An unidentified House member urged opposition to H.R. 2988, the Protecting Prudent Investment of Retirement Savings Act, saying it would codify Trump-era limits on environmental, social and governance (ESG) considerations and undermine efforts to expand asset-management opportunities for women- and minority-owned firms.

An unidentified member of the House urged colleagues to oppose H.R. 2988, the Protecting Prudent Investment of Retirement Savings Act, arguing the bill would codify Trump-administration limits on considering environmental, social and governance (ESG) factors in retirement-plan investing and would undermine efforts to expand opportunities for women- and minority-owned asset managers.

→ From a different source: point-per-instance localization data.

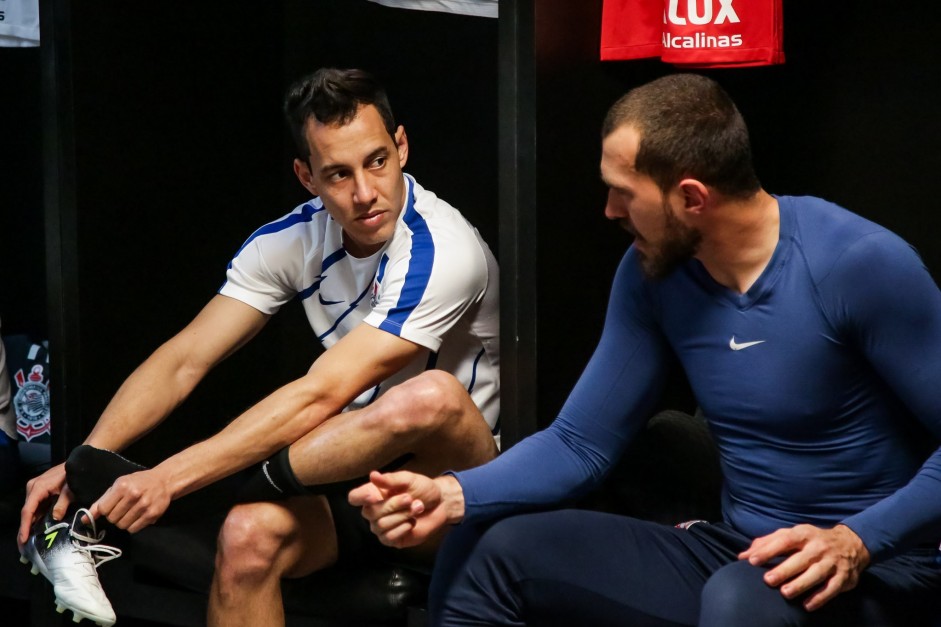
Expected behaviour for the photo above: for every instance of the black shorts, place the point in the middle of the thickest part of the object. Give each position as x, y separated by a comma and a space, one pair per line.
356, 543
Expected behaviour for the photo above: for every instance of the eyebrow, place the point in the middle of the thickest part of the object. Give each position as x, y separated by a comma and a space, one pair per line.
330, 168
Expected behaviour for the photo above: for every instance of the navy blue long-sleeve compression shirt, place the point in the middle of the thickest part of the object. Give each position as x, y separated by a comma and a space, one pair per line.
821, 385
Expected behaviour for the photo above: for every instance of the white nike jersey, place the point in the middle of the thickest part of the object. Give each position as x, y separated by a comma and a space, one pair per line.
435, 283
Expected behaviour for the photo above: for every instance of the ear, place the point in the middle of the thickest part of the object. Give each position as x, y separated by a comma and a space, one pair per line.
401, 144
695, 196
303, 174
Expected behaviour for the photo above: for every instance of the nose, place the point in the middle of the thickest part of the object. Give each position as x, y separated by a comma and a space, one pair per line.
365, 192
614, 208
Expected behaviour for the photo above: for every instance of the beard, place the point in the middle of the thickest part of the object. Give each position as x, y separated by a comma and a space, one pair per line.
678, 246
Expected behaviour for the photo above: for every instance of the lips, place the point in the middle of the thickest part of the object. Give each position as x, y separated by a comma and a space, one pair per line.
372, 218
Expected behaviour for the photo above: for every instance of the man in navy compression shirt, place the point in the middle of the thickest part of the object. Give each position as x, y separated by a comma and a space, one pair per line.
811, 339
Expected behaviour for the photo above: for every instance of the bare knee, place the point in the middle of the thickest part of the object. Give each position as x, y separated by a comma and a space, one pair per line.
422, 404
250, 542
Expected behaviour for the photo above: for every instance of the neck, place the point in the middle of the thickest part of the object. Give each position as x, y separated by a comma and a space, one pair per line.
738, 245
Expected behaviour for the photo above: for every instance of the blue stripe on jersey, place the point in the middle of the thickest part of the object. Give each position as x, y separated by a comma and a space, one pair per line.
331, 259
470, 388
345, 314
382, 268
419, 269
306, 214
309, 291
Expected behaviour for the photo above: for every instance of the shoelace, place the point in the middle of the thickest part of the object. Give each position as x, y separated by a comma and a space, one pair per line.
99, 553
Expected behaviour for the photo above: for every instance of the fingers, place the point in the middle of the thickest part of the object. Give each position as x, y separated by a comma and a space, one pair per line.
392, 482
127, 506
62, 503
825, 594
366, 494
38, 490
806, 578
781, 542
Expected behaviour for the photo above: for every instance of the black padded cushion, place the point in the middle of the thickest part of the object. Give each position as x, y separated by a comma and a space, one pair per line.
669, 474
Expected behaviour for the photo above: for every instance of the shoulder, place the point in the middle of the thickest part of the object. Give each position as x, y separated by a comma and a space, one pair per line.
836, 242
299, 229
432, 231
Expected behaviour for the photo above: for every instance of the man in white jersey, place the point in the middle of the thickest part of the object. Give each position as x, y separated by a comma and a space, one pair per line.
401, 291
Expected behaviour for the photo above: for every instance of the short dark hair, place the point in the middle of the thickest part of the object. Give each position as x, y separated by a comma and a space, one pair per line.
689, 127
332, 96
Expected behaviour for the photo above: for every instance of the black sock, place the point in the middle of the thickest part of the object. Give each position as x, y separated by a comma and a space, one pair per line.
273, 480
90, 471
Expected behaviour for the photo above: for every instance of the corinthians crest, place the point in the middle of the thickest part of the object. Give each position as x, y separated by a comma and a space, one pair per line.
31, 403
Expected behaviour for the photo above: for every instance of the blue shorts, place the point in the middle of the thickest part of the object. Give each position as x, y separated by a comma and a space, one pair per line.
576, 567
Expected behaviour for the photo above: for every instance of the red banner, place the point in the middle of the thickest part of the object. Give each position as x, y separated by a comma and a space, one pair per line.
694, 33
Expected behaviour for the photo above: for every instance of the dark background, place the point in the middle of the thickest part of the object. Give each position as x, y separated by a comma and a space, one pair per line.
180, 153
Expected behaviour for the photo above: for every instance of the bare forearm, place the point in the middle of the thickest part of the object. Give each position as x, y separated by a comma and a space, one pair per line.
277, 421
144, 400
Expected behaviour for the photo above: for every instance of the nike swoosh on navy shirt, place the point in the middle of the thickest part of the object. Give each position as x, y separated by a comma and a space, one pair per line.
736, 346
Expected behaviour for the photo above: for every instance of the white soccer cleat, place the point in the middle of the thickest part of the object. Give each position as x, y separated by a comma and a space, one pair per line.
68, 556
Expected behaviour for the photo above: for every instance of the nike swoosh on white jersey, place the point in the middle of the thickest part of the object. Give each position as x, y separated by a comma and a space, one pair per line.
740, 346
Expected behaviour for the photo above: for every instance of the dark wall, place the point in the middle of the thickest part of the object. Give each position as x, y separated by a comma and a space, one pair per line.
851, 116
180, 152
22, 261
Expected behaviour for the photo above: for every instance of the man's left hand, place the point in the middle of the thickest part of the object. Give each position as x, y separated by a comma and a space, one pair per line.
134, 501
823, 562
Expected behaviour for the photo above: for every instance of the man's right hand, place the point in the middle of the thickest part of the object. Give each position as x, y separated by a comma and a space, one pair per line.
38, 490
404, 508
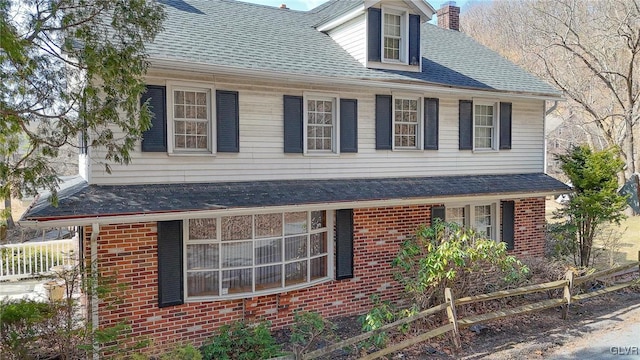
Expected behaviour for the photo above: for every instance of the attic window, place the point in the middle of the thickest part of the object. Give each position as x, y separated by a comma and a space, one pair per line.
394, 37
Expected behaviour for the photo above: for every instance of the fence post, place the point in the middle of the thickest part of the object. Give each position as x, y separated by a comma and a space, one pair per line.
451, 314
567, 293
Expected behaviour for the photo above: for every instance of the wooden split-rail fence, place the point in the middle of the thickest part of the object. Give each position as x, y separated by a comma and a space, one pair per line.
454, 325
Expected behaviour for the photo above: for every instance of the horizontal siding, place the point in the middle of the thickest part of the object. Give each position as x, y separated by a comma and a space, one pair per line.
351, 36
261, 155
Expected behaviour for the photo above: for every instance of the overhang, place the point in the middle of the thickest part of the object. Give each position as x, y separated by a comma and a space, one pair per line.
89, 204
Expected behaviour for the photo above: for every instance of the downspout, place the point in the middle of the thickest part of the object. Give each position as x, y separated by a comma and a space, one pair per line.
544, 131
95, 231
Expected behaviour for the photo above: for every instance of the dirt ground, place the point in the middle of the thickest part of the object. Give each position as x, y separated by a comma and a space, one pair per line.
536, 335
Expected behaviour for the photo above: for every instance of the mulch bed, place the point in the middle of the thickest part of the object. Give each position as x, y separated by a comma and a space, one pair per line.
481, 340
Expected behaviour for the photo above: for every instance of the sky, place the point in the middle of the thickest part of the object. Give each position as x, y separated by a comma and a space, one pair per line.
310, 4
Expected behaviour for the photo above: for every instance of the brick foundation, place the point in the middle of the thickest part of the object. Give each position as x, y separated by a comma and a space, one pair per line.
128, 254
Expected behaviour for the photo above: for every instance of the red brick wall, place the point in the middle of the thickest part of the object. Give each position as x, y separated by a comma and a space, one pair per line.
128, 253
529, 227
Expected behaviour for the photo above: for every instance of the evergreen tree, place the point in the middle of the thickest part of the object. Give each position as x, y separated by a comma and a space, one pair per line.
595, 200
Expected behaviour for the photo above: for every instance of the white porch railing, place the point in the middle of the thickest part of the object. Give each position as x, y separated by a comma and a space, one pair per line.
18, 261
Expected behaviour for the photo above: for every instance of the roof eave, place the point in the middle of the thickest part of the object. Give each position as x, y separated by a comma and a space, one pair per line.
337, 21
106, 219
181, 65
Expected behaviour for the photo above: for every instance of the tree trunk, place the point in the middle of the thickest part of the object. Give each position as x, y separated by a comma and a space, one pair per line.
7, 206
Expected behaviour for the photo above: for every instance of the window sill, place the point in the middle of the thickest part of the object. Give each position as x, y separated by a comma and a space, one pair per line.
321, 154
485, 151
393, 66
194, 154
257, 293
401, 149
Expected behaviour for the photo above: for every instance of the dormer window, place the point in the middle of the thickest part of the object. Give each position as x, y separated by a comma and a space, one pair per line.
394, 39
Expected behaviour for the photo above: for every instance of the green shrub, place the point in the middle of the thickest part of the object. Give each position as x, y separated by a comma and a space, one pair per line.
242, 341
186, 352
21, 324
383, 313
308, 330
446, 255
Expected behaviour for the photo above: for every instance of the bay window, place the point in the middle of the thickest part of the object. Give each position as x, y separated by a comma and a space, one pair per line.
237, 256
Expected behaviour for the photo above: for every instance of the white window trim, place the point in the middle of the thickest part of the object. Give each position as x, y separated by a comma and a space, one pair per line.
419, 131
469, 209
496, 125
404, 35
330, 214
211, 141
336, 123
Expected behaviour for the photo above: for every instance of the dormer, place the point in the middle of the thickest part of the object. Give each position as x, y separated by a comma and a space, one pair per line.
382, 34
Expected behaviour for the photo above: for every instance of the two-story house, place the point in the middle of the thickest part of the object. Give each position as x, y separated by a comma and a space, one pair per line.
293, 151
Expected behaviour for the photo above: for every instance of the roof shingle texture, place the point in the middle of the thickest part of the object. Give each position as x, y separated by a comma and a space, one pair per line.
96, 201
256, 37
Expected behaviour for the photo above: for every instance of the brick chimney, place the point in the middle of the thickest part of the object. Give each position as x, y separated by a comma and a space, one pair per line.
449, 16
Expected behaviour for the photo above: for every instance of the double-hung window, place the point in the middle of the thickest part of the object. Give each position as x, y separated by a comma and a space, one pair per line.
406, 123
321, 123
485, 126
394, 35
191, 119
480, 217
238, 256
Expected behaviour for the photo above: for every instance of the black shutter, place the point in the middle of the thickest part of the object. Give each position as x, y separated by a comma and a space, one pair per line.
437, 212
170, 280
431, 123
505, 125
508, 223
344, 244
374, 34
348, 125
383, 122
293, 124
466, 125
414, 39
155, 139
227, 121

The speaker said current law requires plan fiduciaries to make "prudent investment decisions in the best interest of plan participants and beneficiaries," and cautioned that H.R. 2988 would alter how fiduciaries may weigh long-term risks. "Considering whether a real estate investment will literally be underwater because of sea level rise is not ideology," the Unidentified Speaker said, arguing that climate risk can affect returns.

The lawmaker described the bill as codifying two rules from the Trump administration that, in their view, limit fiduciaries' ability to consider ESG factors and to exercise shareholder rights. By contrast, the speaker said, the Biden administration had allowed fiduciaries to consider ESG factors so long as those considerations do not "diminish investment returns."

The speaker also challenged proponents' risk framing, saying studies show some funds perform as well or better than others. The lawmaker contrasted permitting ESG considerations with what they called a tolerance for "clearly risky investments such as cryptocurrency" in retirement plans, saying that inconsistency "makes no sense at all."

On diversity in asset management, the speaker cited a figure — about $82 trillion in retirement assets nationally — and said only "1.4% of those assets are managed by women or minority firms," warning that H.R. 2988 would "needlessly undermine what little progress has been made" in expanding access to investment opportunities for those firms. The Unidentified Speaker questioned whether changing the rules is an appropriate response to those disparities, asking how the 1.4% figure came about and arguing the bill would limit access rather than address root causes.

The speaker closed by urging colleagues to oppose the measure and said they reserved the balance of their time. The transcript does not record a vote or any formal action on H.R. 2988 in the provided segments.